Monday, April 9, 2012

EA’s Madden ’13 Kickstarter Makes 8.5 Million in Five Hours

This is a response to the post to Dinofarm Game's article: EA’s Madden ’13 Kickstarter Makes 8.5 Million in Five Hours.

It's interesting to see other indies struggling with the same problems when trying to crowdfund their game.
They seem to have the same perception of the problem that i have. If there is already a target audience (i.e. you're a gamedev rockstar or have a famous franchise) you're pretty much set. In every other case you need a huge chunk of luck, self promotion and a lot of help from your friends to succeed.
Even then there are still people who do not understand that it costs money (i.e. living expenses) to develop a game. People, what do you even expect?! If you don't want to contribute that's fine, nobody forces you to, but keep your incompetent comments to yourself("I can’t see a point in supporting lazy people with so much money." - quote from Dinofarm games article). You're hurting the project by putting other people off their intent to donate. If this mindset continues to exist it could really damage the potential for indies to go for crowdfunding.
Making games cost money. The time you need to code, create concept art and assets, hire a musician or otherwise help from outside. It's not like we want that money because we're greedy bastards who want to leech on you so we can enjoy a lifestyle better than yours.

In case you live with your mom, here's a simple estimate of monthly living expenses (this applies to germany at least)
300-500Euro - Rent, power and gas
100+ - Food and stuff
200+ - Health insurance

This totals in at least 600-1000 per month depending on your size, appetite, health insurance policy, location you live in etc.

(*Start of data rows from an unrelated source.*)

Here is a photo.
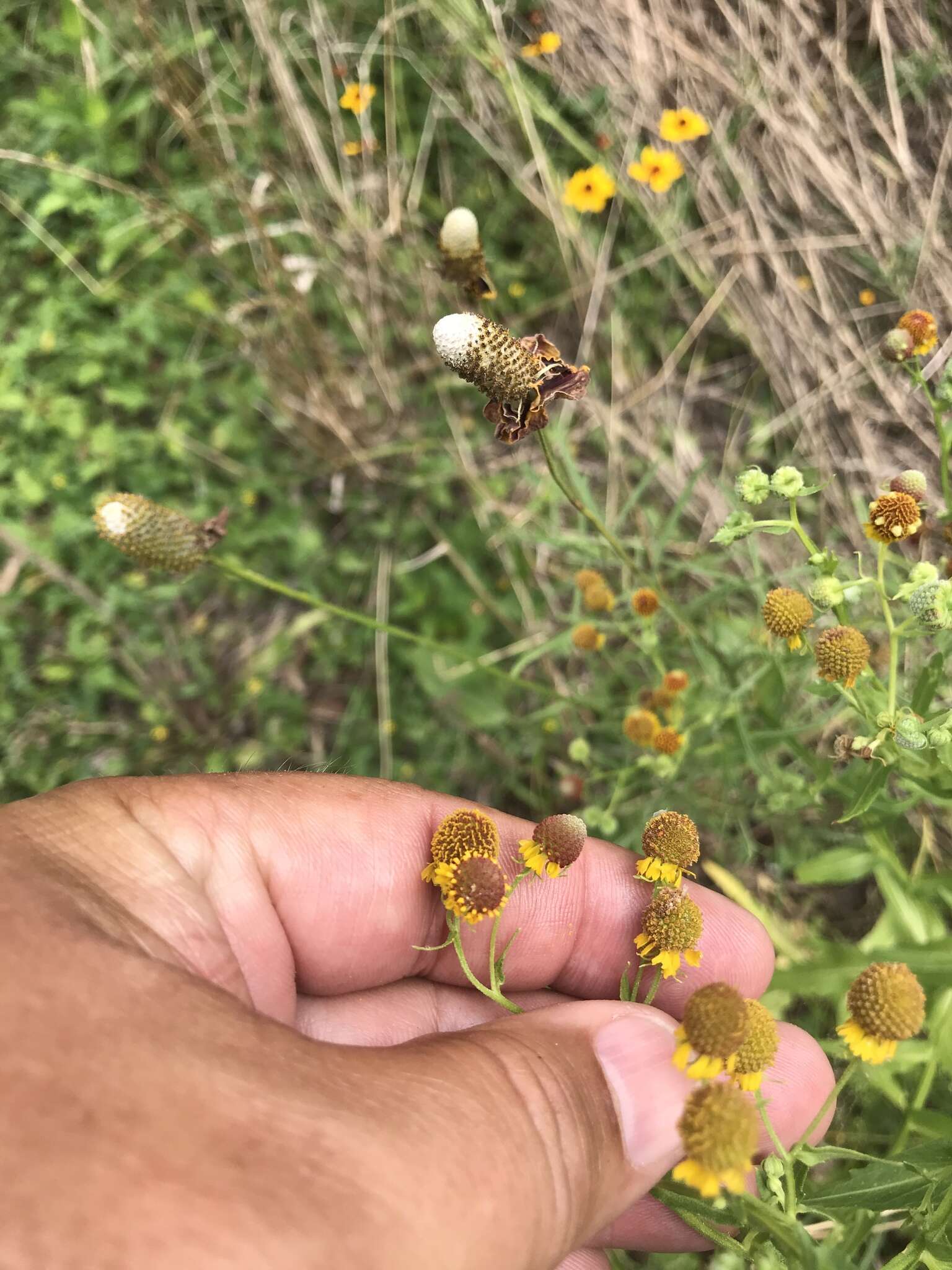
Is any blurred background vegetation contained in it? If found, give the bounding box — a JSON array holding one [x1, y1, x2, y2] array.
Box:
[[0, 0, 952, 1261]]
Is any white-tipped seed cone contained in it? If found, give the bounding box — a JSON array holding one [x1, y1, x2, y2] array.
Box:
[[433, 314, 545, 401], [439, 207, 480, 255]]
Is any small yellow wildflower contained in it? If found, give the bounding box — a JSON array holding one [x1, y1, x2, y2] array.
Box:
[[562, 162, 615, 212], [628, 146, 684, 194], [658, 105, 711, 144], [338, 84, 377, 114]]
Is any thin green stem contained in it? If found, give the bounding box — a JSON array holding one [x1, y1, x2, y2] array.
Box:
[[536, 430, 638, 573], [207, 556, 574, 701]]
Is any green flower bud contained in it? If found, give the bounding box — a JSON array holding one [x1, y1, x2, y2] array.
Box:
[[735, 468, 770, 504], [770, 468, 803, 498], [810, 577, 843, 608]]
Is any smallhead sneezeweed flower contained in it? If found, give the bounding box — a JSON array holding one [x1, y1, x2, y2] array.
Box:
[[734, 997, 781, 1092], [896, 309, 940, 357], [433, 314, 590, 445], [439, 207, 496, 307], [671, 1085, 759, 1199], [866, 492, 923, 542], [622, 710, 661, 749], [562, 162, 615, 212], [573, 623, 606, 653], [420, 806, 501, 885], [433, 852, 509, 926], [635, 887, 705, 979], [628, 146, 684, 194], [635, 812, 700, 887], [93, 494, 229, 573], [837, 961, 925, 1064], [762, 587, 814, 647], [814, 626, 870, 688], [519, 813, 588, 877], [671, 983, 747, 1081]]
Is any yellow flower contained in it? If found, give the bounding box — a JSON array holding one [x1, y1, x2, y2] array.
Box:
[[671, 983, 747, 1081], [734, 997, 781, 1092], [635, 812, 700, 887], [671, 1085, 759, 1199], [433, 851, 510, 926], [635, 887, 703, 979], [420, 806, 501, 882], [519, 813, 588, 877], [562, 162, 615, 212], [837, 961, 925, 1064], [659, 107, 711, 144], [628, 146, 684, 194], [338, 84, 377, 114]]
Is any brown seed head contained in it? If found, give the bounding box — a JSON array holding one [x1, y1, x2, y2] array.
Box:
[[847, 961, 925, 1040], [641, 812, 700, 869], [814, 626, 870, 688]]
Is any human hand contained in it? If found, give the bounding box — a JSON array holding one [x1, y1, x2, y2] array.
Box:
[[0, 773, 832, 1270]]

Maybe now you can see why a budget of 10.000 Euro is not much, in fact it is terribly humble. Indie developers do not have a set work schedule. It is not rare to work more than 8 hours a day, because we love what we do, and you cannot just stop working if you're in the zone. But we're not in it for the money. If we were we'd rather be working as system admin or software developer, tech support or something else.

We do this because we love doing this, and we want to provide you with awesome games. Alleging us to be greedy will not only hurt us or our community, but the games you will eventually get from us (or won't get).

Finally, i want to adress the headline, something the Dinofarm guys unfortunately didn't. This is something that crossed my mind a few days back. Publishers without a doubt have taken knowledge of Tim Schafer's and Brain Fargo's success through Kickstarter, so what if they decide "Hey, what they can do, we can, too".
This scares me. Big scale publishers don't need this, well, because they are publishers. They are supposed to fund the development of the game, since they take the biggest piece of the pie. If they offload a portion of the budget onto the customer, not only will they screw us twice, but probably adding ludicrous perks like "Day one DLC for free".
This might be the most likely outcome, but it could benefit us aswell, as a certain factor of risk could be put off by us. "Is it worth making the game/new sequel/new title to an existing franchise?". Probably not on the scale they'd like it to, but still, there are games that could come to life that way, games where major publishers hold the IP and aren't made because they fear the target audience is too small to return the cost.
I doubt that publishers are that sensible though.

Let's just see how it turns out and let's look forward to the next great Kickstarter campaigns \o/


1 comment:

  1. Hey, great article - I wrote the original. For all the hate we got over the article, there were a lot of people (like yourself) who did understand what we meant, which is good. Anyway, since, I've found that there is some evidence to show that these big guys getting involved may have an overall positive effect on the smaller guys; I suppose only time will tell!